Il avait 64 ans lorsqu'il a vu, pour la première fois de sa vie, les barbelés de la prison de Sainte-Anne-des-Plaines.

Il venait d'être condamné à quatre ans de détention pour avoir agressé sa nièce. Lui, un homme au-dessus de tout soupçon qui n'avait eu que cinq contraventions dans sa vie.

M. Green a vécu les trois premiers mois de son incarcération à Sainte-Anne-des-Plaines. Un cauchemar.

«C'était épouvantable, dit-il avec lune lueur d'effroi dans les yeux. Les agresseurs sexuels ne sont pas les bienvenus en prison. J'avais toujours peur que des détenus me battent ou me plantent un poignard dans le dos. J'entendais du monde crier et des gars fesser dans les murs. J'étais perdu, tellement perdu.»

M. Green secoue la tête, incrédule devant sa vie qui s'est effondrée. Aujourd'hui, il est dans une prison à sécurité minimum dans les Laurentides. Assis sur une chaise en plastique, son large dos courbé, ses rares cheveux gris en bataille, il regarde fixement la table, tête baissée.

Ses malheurs ont commencé dès sa plus tendre enfance. Sa mère le battait avec une ceinture. «Une ceinture avec une grosse boucle», précise-t-il.

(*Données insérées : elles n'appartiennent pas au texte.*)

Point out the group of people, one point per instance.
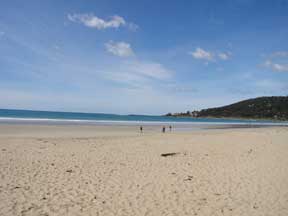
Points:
(163, 129)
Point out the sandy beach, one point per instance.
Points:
(88, 170)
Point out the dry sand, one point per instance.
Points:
(122, 172)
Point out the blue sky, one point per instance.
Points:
(148, 57)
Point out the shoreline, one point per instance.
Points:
(108, 170)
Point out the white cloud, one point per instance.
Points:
(224, 56)
(152, 70)
(92, 21)
(121, 49)
(276, 66)
(280, 54)
(139, 74)
(202, 54)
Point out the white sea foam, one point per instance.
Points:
(133, 122)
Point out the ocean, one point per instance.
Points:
(11, 115)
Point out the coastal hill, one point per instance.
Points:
(256, 108)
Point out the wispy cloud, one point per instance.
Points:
(202, 54)
(121, 49)
(224, 55)
(276, 66)
(138, 73)
(92, 21)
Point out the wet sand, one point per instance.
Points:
(87, 170)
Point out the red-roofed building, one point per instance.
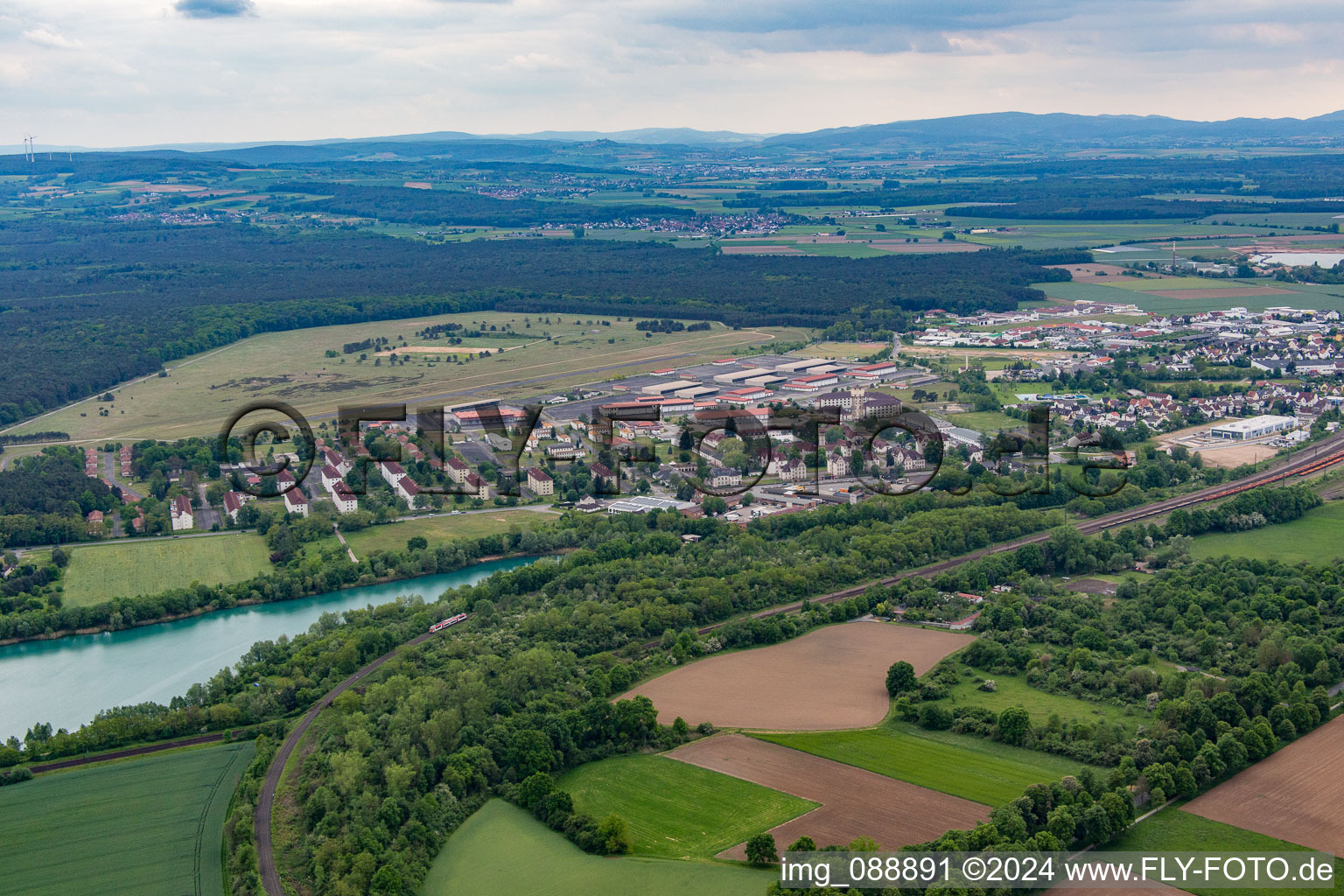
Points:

La première fois que la ceinture s'est abattue sur lui, il avait 3 ans. «Ma mère ne voulait pas de garçon, soupire-t-il. J'ai toujours voulu qu'elle m'aime. Vieille, elle a été placée dans un centre. Elle m'a tout de suite prévenu: «Viens pas me voir!»

Il a été marié deux fois. Sa première femme l'a trompé avec son meilleur ami; sa deuxième l'a ignoré. Il se sentait seul, abandonné. Encore.

Il s'est attaché à sa nièce. Il la traitait comme sa fille. Il a commencé à la caresser par-dessus ses vêtements. Elle avait 7 ans. «Je la connaissais tellement bien, mieux que ma femme! Je devinais ses goûts pour le maquillage, les robes. On se promenait, on allait au resto. Elle était devenue ma compagne. J'étais bien, avec Marie.»

Influencée par Nathalie Simard, qui a dénoncé son agresseur, Marie a appelé la police. Elle avait 18 ans. «Elle m'a dénoncé, dit M. Green. Elle a bien fait. On ne s'en rend pas compte, mais à un moment donné il n'y a plus de bien ou de mal. C'est quand on est arrêté qu'on commence à voir l'ampleur de ce qu'on a fait.»

M. Green se tait. Des larmes silencieuses coulent sur ses joues. Il ne fait pas un geste pour les essuyer.

«Je devrais être libéré en 2011. J'aurai 67 ans. J'ai vendu ma maison. J'ai un peu d'argent et ma santé est bonne, à part un peu d'arthrose et un genou qui me fait souffrir. Je veux voyager, faire de la photo, prendre ça easy. Je vais essayer de partir à neuf, je n'ai pas le choix.»

Mais il sait que l'image de Marie va le hanter. «Je voudrais m'excuser, lui demander pardon, mais je ne peux pas la voir. C'est souffrant. Et ça va être comme ça jusqu'à la fin de mes jours.»